An event in the European parliament on Wednesday heard that “inequality” between men and women “violates” fundamental rights. But the gathering, “Improving access to finance for women entrepreneurs,” was told that women who want to set up a business still face significant obstacles when it comes to accessing start up finance from banks.
This is despite the fact that women-led enterprises have 12 per cent higher revenue than a male-led equivalent, the conference heard.
There are 127m women entrepreneurs in the world but many females are still thwarted in joining them, it was said.
The meeting was hosted by Spanish MEP Teresa Jimenez-Becerril who said that inequality in accessing finance was a “burden to the economy and simply a waste of talent.”
She urged the EU to support female entrepreneurship, adding, “Greater equality between men and women can provide business advantages that will lead to economic growth.”
The conference was charged with asking why do companies with a woman on the team comprise such a small percentage of investments by venture capitalists?
One argument suggested is that businesses with women don’t perform as well.
But, the conference was told, data shows the opposite.
Businesses with women entrepreneurs on the executive team perform just as well or better than those companies led by all males.
Other data suggest that there is a huge opportunity for venture capital firms to create and capture more value if they seek and promote women partners who can connect them to qualified women entrepreneurs.
Investing in companies with a woman CEO or woman entrepreneur on the team is a good investment,it was said.
The EPP MEP added, “Unlike the US or China Europe seems to be far behind in self employment. The crisis that Europe is facing today is not helping a lot.
Reluctance to invest,insufficient funding and a damaged banking industry are elements that weaken the ambition to start a project from zero.
“It is imperative that the Commission and Parliament and national governments make clear that women must be treated as equally as men.”
Her demand was echoed by Anne Ravanova, founder of Global Invest Her, who champions the rights of women and female entrepreneurs.
She said,”A bias still exits towards women when it comes to accessing finance for a business and this has to be addressed.”

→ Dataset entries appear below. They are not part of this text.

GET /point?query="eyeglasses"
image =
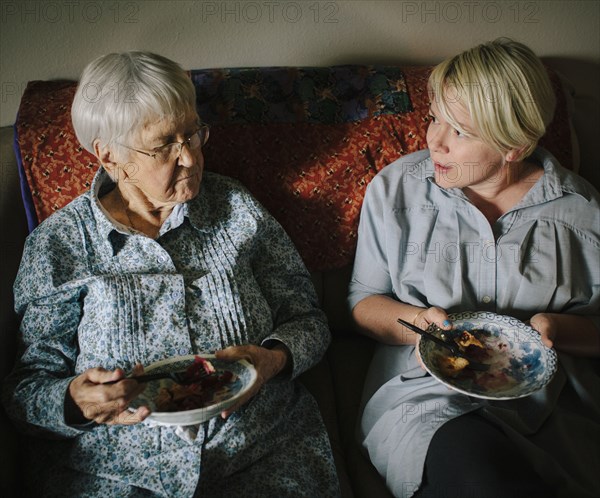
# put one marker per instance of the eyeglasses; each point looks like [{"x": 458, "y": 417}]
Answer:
[{"x": 169, "y": 151}]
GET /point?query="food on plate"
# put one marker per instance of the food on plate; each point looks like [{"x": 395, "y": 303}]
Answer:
[
  {"x": 467, "y": 339},
  {"x": 207, "y": 385},
  {"x": 452, "y": 366}
]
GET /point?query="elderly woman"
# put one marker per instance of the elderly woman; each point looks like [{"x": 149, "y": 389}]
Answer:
[
  {"x": 160, "y": 259},
  {"x": 482, "y": 220}
]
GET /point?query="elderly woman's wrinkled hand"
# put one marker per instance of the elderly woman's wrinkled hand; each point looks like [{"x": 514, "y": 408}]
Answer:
[
  {"x": 89, "y": 398},
  {"x": 267, "y": 362}
]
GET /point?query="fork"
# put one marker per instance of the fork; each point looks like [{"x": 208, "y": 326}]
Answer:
[
  {"x": 179, "y": 376},
  {"x": 454, "y": 349}
]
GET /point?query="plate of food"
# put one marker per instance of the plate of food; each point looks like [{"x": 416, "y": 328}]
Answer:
[
  {"x": 213, "y": 385},
  {"x": 519, "y": 363}
]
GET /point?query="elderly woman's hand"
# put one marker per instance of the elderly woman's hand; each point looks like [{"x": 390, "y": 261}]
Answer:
[
  {"x": 89, "y": 398},
  {"x": 267, "y": 362}
]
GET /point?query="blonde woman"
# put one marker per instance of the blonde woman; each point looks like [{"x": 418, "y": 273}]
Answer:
[{"x": 483, "y": 220}]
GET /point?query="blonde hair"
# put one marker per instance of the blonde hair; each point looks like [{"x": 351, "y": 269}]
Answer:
[
  {"x": 504, "y": 87},
  {"x": 119, "y": 93}
]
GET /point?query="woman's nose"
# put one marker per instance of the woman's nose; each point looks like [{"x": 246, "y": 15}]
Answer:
[{"x": 436, "y": 139}]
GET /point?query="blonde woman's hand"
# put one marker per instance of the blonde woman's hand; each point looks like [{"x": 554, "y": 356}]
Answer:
[
  {"x": 544, "y": 324},
  {"x": 423, "y": 319}
]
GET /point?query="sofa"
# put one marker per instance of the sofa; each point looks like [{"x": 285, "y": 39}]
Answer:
[{"x": 306, "y": 142}]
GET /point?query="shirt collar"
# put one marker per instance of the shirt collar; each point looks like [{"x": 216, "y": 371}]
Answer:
[{"x": 110, "y": 229}]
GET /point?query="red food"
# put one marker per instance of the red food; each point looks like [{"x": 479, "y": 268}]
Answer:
[{"x": 200, "y": 393}]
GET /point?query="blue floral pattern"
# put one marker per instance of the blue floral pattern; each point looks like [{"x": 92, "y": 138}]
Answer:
[{"x": 222, "y": 272}]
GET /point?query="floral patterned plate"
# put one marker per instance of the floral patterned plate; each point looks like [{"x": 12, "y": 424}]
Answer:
[
  {"x": 244, "y": 377},
  {"x": 520, "y": 364}
]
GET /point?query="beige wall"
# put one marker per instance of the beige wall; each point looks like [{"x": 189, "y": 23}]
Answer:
[{"x": 55, "y": 39}]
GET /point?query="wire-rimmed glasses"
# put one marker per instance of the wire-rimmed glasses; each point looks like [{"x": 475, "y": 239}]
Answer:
[{"x": 168, "y": 151}]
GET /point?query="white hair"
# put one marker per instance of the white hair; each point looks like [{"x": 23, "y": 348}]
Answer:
[{"x": 120, "y": 93}]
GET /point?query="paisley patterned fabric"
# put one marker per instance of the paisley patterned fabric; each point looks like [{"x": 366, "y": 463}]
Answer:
[
  {"x": 221, "y": 273},
  {"x": 305, "y": 141}
]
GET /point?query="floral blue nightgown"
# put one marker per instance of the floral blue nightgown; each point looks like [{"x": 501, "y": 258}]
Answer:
[{"x": 221, "y": 272}]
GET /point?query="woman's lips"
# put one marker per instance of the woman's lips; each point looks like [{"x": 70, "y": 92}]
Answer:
[{"x": 441, "y": 169}]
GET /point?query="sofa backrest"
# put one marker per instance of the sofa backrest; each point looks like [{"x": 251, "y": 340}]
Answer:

Further comment came from Nicole Primmer, author of a report which highlight existing gender gaps in accessing finance, who said, “Women can contribute to economic growth and the potential for women entrepreneurs is huge but, to a large extent, remains untapped.”
Austrian MEP Paul Rubig who has helped secure EU funding for women entrepreneurs, agreed, saying, “Entrepreneurship should be a number one priority for the EU.”